A business that relies on asset sales or financing inflows just to cover daily operations warrants closer scrutiny. 46% of Singapore businesses manage liquidity by controlling outgoing payments and minimising non-essential outflows, indicating widespread cash flow pressure.
Step 2: Calculate Free Cash Flow (FCF)
Free Cash Flow = Operating Cash Flow – Capital Expenditures
FCF reflects the true cash a business generates after maintaining or expanding its asset base. Investors and lenders focus on FCF because it's harder to manipulate than reported earnings.

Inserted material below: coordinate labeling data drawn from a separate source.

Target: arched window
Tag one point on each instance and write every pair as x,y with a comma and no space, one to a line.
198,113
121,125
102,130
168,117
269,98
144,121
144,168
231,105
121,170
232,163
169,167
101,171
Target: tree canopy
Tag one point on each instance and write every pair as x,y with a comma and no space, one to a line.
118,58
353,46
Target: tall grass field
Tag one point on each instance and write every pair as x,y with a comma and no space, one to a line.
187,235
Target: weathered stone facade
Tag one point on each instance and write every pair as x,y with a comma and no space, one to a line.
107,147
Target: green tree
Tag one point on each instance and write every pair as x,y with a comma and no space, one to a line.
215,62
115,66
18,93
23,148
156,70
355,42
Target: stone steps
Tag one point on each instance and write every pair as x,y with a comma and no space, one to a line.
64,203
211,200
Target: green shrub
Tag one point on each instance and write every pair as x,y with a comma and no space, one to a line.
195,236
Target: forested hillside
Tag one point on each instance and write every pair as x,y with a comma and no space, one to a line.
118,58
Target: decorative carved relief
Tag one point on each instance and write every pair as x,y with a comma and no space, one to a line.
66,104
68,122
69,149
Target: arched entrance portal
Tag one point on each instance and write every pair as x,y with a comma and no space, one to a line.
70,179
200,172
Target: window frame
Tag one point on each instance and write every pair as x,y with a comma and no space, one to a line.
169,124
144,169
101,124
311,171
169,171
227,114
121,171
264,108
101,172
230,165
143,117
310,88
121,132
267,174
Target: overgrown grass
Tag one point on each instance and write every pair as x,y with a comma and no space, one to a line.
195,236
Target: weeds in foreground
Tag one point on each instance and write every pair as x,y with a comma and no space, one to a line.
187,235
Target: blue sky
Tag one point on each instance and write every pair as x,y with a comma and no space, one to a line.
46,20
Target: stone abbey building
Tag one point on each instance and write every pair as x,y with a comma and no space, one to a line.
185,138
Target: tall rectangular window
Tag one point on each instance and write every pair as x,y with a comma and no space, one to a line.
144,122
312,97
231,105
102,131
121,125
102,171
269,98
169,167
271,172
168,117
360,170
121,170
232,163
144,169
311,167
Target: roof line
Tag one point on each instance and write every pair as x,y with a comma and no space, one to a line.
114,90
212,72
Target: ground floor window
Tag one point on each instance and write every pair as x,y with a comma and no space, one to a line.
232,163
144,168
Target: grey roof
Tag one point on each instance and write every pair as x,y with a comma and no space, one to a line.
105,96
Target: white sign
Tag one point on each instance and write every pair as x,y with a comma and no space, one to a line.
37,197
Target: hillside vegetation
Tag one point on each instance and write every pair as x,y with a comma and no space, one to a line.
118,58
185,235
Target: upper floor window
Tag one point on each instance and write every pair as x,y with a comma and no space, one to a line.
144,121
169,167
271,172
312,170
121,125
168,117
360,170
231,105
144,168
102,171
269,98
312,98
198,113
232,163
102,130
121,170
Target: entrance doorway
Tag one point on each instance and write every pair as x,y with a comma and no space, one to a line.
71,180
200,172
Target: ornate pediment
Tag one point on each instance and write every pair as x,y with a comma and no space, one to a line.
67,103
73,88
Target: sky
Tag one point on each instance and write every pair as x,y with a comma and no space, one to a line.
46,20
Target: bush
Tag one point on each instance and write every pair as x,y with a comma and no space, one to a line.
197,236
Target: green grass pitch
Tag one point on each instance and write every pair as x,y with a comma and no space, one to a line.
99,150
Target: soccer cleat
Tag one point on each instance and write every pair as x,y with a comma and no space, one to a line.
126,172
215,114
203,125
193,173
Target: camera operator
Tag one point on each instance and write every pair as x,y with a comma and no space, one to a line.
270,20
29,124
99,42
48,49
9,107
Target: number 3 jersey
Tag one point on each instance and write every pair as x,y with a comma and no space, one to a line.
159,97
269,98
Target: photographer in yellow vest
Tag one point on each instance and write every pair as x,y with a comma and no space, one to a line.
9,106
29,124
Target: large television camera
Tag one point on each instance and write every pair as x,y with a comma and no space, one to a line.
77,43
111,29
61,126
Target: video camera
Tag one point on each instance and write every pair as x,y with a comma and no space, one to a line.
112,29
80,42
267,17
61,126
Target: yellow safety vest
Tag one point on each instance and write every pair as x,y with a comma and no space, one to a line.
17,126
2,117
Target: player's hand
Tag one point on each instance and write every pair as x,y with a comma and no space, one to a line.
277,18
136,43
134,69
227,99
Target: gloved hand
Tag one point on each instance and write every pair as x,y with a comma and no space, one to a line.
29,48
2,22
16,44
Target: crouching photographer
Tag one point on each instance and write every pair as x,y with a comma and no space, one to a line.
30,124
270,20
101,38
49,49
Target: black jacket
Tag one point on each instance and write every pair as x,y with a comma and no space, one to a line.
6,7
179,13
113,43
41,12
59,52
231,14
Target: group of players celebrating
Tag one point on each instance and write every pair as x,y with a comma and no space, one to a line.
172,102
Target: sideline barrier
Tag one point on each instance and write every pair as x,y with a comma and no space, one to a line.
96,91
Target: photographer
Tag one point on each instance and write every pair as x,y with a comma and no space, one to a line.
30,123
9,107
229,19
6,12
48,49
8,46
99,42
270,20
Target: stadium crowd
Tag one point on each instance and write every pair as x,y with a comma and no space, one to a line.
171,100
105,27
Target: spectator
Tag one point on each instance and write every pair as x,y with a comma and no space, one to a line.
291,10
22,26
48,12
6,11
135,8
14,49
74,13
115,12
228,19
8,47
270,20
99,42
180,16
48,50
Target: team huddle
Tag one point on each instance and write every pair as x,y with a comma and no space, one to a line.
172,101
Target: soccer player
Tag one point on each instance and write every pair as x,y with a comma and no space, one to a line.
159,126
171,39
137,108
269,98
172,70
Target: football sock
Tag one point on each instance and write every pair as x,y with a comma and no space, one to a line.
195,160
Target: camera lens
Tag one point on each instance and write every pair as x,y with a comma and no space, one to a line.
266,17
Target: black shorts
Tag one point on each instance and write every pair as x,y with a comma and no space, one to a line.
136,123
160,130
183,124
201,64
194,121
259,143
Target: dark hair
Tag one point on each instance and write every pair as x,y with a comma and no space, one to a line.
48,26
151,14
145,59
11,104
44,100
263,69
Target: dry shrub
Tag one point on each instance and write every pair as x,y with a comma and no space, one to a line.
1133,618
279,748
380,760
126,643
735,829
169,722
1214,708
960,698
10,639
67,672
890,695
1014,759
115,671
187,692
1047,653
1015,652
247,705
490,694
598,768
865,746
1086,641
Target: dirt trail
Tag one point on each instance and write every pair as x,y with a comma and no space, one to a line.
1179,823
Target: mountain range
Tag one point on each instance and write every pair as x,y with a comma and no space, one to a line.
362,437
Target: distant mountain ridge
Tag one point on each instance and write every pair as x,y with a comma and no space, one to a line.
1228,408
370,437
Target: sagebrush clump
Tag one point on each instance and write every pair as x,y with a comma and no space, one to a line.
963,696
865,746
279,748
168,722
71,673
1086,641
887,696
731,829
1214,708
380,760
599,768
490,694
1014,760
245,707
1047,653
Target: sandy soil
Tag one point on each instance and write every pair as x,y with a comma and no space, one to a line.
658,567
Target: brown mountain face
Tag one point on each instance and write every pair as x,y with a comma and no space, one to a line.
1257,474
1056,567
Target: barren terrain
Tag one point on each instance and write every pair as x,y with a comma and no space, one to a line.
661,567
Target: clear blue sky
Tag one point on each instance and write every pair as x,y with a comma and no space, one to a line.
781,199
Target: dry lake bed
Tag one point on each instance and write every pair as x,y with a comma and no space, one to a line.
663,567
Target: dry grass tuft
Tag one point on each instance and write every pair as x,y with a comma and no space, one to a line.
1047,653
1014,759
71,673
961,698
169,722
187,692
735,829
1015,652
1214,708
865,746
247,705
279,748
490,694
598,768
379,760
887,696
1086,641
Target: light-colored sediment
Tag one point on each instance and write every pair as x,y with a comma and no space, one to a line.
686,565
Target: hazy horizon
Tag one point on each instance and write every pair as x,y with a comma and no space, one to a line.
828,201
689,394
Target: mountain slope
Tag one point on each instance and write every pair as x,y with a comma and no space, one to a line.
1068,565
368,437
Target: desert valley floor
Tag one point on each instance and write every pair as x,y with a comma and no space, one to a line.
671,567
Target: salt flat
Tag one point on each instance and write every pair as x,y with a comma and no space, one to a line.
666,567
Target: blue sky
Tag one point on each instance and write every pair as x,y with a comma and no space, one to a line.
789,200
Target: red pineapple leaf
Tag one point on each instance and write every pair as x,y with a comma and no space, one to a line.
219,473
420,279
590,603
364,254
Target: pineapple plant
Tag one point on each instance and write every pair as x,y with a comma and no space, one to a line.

Example: A Singapore technology services firm has operating cash flow of S$200,000 and capital expenditures of S$80,000. Free cash flow is S$120,000 — money available for debt repayment, dividends, or expansion.
Step 3: Use Practical Cash Flow Ratios
Three ratios business owners can calculate:
- Operating Cash Flow Ratio = Operating Cash Flow ÷ Current Liabilities
- Measures short-term liquidity and ability to cover immediate obligations
- Cash Flow Margin = Operating Cash Flow ÷ Revenue
- Measures efficiency of converting revenue to cash
- Cash Flow to Debt Ratio = Operating Cash Flow ÷ Total Debt
- Measures capacity to repay debt from operations

Warning Signs to Watch For
- Persistent negative operating cash flow — suggests core business isn't generating cash
- Significant divergence between net profit and operating cash flow — may indicate accounting aggressiveness or working capital problems
- Heavy reliance on financing inflows for day-to-day operations — signals unsustainable cash burn
- Declining free cash flow over consecutive periods — even if revenue is growing
35% of Singapore B2B credit sales invoices are currently overdue, and 35% of businesses in a credit crunch lack enough reserves to operate for 3–6 months. Spotting these warning signs early — before a cash shortfall compounds — is what separates businesses that recover from those that don't.
Frequently Asked Questions
What are the 4 quadrants of cash flow?
The "4 quadrants" framing comes from financial literacy frameworks, not formal accounting standards. Under FRS 7 — Singapore's governing standard — cash flow statements use three sections: operating activities, investing activities, and financing activities. The net change in cash (opening to closing balance) is the resulting figure, not a separate section.
Is a cash flow statement mandatory for all Singapore companies?
Most Singapore-incorporated companies filing full financial statements with ACRA must include a cash flow statement under FRS 7. Small companies qualifying under SFRS for Small Entities are also required to prepare one, though separate audit exemptions may apply.
What is the difference between a cash flow statement and an income statement?
The income statement shows profitability using the accrual method, including non-cash items like depreciation and credit sales. The cash flow statement shows only actual cash movements, making it a more direct indicator of liquidity and short-term financial health.
What is the indirect method of preparing a cash flow statement?
The indirect method starts with net profit and adjusts for non-cash items like depreciation and working capital changes — receivables, payables, and inventory — to arrive at net cash from operating activities. It is the most commonly used method in Singapore.
What is free cash flow and why does it matter?
Free cash flow is operating cash flow minus capital expenditures. It shows how much cash a business generates after investing in its assets. Investors and lenders watch this closely because it reflects cash available for growth, dividends, or debt repayment.
How does FRS 7 apply to Singapore businesses?
FRS 7 is Singapore's financial reporting standard for cash flow statements, requiring companies to classify cash flows into operating, investing, and financing activities. It governs how items like dividends, interest, and taxes are disclosed, so stakeholders can compare cash flow data reliably across companies and reporting periods.